Photo via Fortune
As artificial intelligence becomes increasingly prevalent in business operations, many companies are overlooking a fundamental challenge that goes beyond technology implementation. According to Eric Kelleher, President and COO of Okta, the real difficulty lies in redesigning work itself—a transition that requires rethinking how organizations plan, budget, and allocate resources across both human and digital workforces.
The shift represents a paradigm change in workforce planning. Instead of traditional headcount budgeting, companies must now develop hybrid models that account for both human workers and what Kelleher calls 'digital workers'—AI systems and automated processes that perform specific functions. This dual-resource approach is fundamentally different from previous technological transitions and requires new financial frameworks and operational structures.

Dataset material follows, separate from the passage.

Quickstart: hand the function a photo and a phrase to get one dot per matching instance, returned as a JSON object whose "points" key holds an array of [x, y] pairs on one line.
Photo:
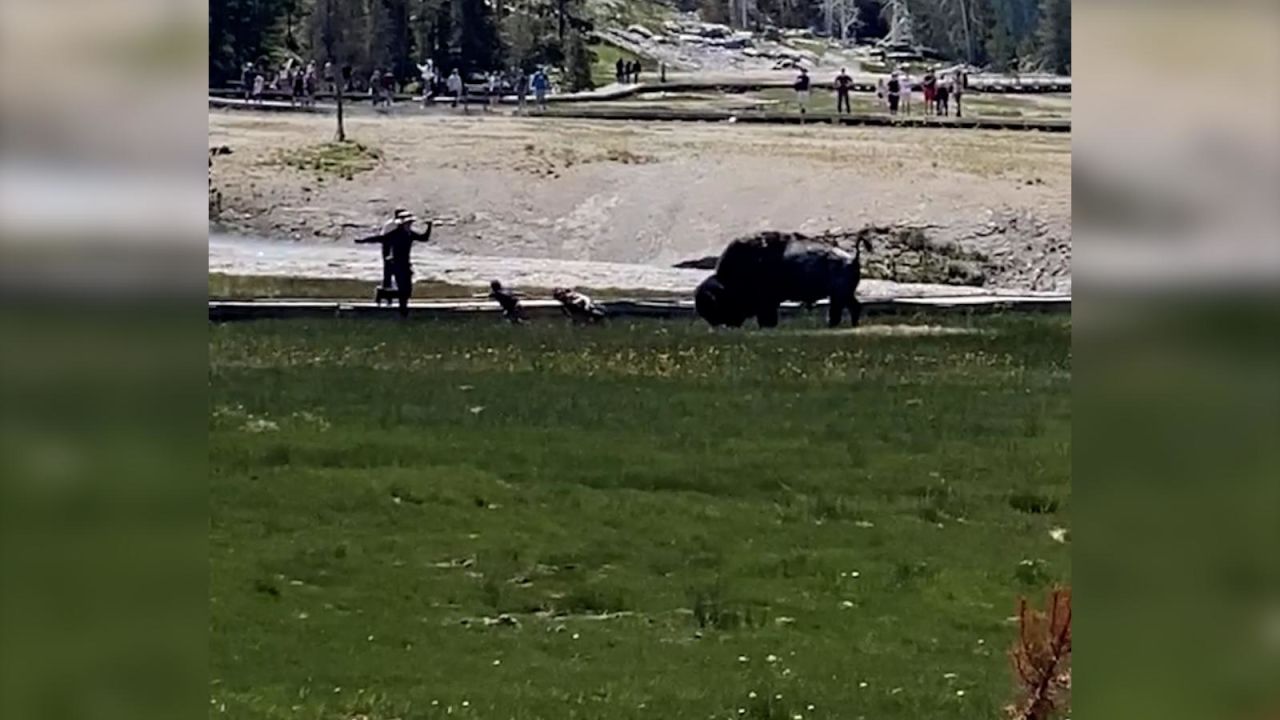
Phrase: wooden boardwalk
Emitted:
{"points": [[231, 310], [667, 114]]}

For Nashville-area businesses—particularly those in healthcare, finance, and professional services—this transition presents both opportunity and challenge. Organizations that successfully navigate this redesign will gain competitive advantages, but those clinging to legacy workforce models risk falling behind. The transition demands honest conversations about job roles, skill development, and organizational structure that many leaders are avoiding.
Moving forward, Nashville businesses should begin auditing their current work processes to identify where AI integration makes sense and how human roles should evolve. This proactive approach to workforce redesign, rather than reactive cost-cutting, will position regional companies for sustainable growth in an AI-enabled economy. The companies that embrace this challenge early will emerge as regional leaders in their industries.